Under this provision the Executive Court derives jurisdiction to sell properties attached only to the point at which the decree is fully satisfied. The words 'necessary to satisfy the decree' clearly indicate that no sale can be allowed beyond the decretal amount mentioned in the sale proclamation. In other words where the sale fetches a prior equal to or higher than the amount mentioned in the sale proclamation and is sufficient to satisfy the decree, no further sale should be held, and the Court should stop at that stage. In the instant case we have already indicated that the sale of lands in village Devanoor alone fetched a sum of Rs. 16,880/- which was more than sufficient to satisfy the amount of Rs. 16,715 8 0 mentioned in the sale proclamation. It is true that the decree holder had obtained another decree in O.S. No. 19 of 1953, but there is nothing to show that the decree-holder had approached the Court for including the second decretal amount in the proclamation of sale. In these circumstances, there- fore, we are clearly of the opinion that the Executing Court was not justified, in the facts and circumstances of the present case, in selling the properties situated in village Gudipadu. The fact that the judgment-debtor did not raise an objection on this ground before the Executing Court is not sufficient to put him out of Court because this was a matter which went to the very root of the jurisdiction of the Executive Court to sell the properties and the non-compliance with the provisions of Order 21 Rule 64 of the Code was sufficient to vitiate the same so far as the properties situated in village Gudipadu were concerned. For these reasons, contention raised by counsel for the appellant must be overruled.
4. This, however, does not put an end to the issue, because the High Court, while setting aside the sale, has passed no order for adjusting the equities between the parties. According to the appellant he had taken possession of the properties put chased by him at the auction sale and had made substantial improvements.

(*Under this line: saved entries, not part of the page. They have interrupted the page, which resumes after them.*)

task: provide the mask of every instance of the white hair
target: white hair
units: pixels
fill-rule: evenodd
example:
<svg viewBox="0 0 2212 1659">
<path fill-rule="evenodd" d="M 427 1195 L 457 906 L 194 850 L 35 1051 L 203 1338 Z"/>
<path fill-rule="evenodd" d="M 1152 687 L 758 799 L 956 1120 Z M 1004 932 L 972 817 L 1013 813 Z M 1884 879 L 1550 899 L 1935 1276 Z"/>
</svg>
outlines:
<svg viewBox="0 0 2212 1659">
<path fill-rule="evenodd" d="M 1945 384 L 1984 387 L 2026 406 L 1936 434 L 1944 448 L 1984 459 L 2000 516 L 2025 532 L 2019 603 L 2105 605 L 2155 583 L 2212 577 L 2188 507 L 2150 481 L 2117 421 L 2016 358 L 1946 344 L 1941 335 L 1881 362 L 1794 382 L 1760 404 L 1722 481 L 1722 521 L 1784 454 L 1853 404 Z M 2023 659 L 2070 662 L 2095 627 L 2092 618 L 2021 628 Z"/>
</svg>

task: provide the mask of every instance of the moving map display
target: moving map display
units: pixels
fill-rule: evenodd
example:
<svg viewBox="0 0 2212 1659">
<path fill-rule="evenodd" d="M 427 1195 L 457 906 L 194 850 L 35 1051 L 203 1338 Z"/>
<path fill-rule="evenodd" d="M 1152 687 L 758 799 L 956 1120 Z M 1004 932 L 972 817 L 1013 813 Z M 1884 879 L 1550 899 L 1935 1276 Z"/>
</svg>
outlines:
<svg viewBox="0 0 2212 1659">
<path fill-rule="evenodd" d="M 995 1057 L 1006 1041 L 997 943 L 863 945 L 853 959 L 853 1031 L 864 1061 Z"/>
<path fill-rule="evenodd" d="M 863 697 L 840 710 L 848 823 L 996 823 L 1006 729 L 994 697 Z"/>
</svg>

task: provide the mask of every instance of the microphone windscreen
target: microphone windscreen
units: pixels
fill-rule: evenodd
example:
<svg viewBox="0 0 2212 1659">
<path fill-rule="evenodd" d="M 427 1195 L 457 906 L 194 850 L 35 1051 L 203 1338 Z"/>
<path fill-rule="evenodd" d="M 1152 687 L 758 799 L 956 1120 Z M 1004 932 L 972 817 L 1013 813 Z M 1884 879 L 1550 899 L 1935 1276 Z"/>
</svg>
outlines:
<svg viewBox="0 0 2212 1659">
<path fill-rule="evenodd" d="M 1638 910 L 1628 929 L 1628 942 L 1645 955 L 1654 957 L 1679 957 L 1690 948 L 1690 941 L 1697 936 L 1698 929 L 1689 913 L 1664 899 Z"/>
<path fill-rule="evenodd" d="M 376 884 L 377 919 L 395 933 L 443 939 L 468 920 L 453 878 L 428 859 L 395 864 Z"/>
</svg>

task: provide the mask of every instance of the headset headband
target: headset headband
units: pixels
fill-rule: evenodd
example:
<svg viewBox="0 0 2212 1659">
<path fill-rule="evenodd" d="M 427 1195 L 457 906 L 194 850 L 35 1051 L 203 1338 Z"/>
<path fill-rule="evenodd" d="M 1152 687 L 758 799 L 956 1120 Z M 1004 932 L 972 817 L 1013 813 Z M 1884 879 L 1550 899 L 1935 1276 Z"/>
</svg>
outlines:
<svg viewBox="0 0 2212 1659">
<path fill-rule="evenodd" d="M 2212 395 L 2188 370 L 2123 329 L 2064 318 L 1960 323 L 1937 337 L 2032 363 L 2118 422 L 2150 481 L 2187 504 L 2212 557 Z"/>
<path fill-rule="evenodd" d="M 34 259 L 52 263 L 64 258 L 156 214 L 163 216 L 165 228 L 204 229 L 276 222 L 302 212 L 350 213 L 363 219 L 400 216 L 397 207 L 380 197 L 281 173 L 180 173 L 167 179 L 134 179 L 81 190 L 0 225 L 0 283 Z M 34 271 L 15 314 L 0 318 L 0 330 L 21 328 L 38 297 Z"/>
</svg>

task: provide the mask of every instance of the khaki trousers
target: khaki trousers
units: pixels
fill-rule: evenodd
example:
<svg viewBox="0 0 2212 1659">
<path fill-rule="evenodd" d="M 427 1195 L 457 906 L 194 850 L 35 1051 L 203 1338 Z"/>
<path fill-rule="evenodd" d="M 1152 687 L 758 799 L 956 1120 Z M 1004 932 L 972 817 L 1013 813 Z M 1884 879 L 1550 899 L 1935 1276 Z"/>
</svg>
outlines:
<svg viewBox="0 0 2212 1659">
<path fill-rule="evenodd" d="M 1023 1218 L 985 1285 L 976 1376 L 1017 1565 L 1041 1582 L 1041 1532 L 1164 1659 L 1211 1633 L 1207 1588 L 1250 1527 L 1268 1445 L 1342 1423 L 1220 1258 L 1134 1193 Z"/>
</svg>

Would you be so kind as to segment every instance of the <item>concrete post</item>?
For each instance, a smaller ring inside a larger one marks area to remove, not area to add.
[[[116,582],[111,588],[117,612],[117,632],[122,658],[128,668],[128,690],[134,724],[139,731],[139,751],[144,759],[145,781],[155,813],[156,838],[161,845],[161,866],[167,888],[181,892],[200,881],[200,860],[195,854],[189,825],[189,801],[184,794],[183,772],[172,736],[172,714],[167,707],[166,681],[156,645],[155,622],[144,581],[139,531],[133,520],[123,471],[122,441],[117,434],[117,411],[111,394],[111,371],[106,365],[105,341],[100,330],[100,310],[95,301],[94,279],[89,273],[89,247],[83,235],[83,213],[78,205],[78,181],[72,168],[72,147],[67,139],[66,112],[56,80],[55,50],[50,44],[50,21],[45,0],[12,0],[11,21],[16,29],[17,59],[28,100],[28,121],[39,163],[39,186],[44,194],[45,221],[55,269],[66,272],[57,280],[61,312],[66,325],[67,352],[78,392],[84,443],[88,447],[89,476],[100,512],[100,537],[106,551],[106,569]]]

If the sale of these properties is to be set aside, the appellant will have a return these properties to the judgment-debtor, but he will be entitled to receive the value of improvements made by him during the time he was in possession of these properties in addition to the return of the sum of Rs. 12, 500/-, The Executing Court will have to hold an inquiry into the matter and determine the value of the improvements made by the appellant which will have to be paid to him. The appellant will not be entitled to any interest on the value of the improvements if he is found to be in possession of the properties. If, however, the executing Court finds that the auction purchaser was not in possession of the properties and the properties continued to be in possession of the judgment-debtor, then the question of the value of improvements will naturally not arise. In that event the judgment-debtor will have to refund the amount of Rs. 12, 500/- to the appellant with interest at the rate of 12% per annum from the date of sale upto the date of refund.
5. For these reasons, therefore, the appeal is dismissed with the modification indicated above and the case is sent back to the Executing Court to hold an inquiry into the matter. In the special and peculiar circumstances of the present case, we make no order as to costs.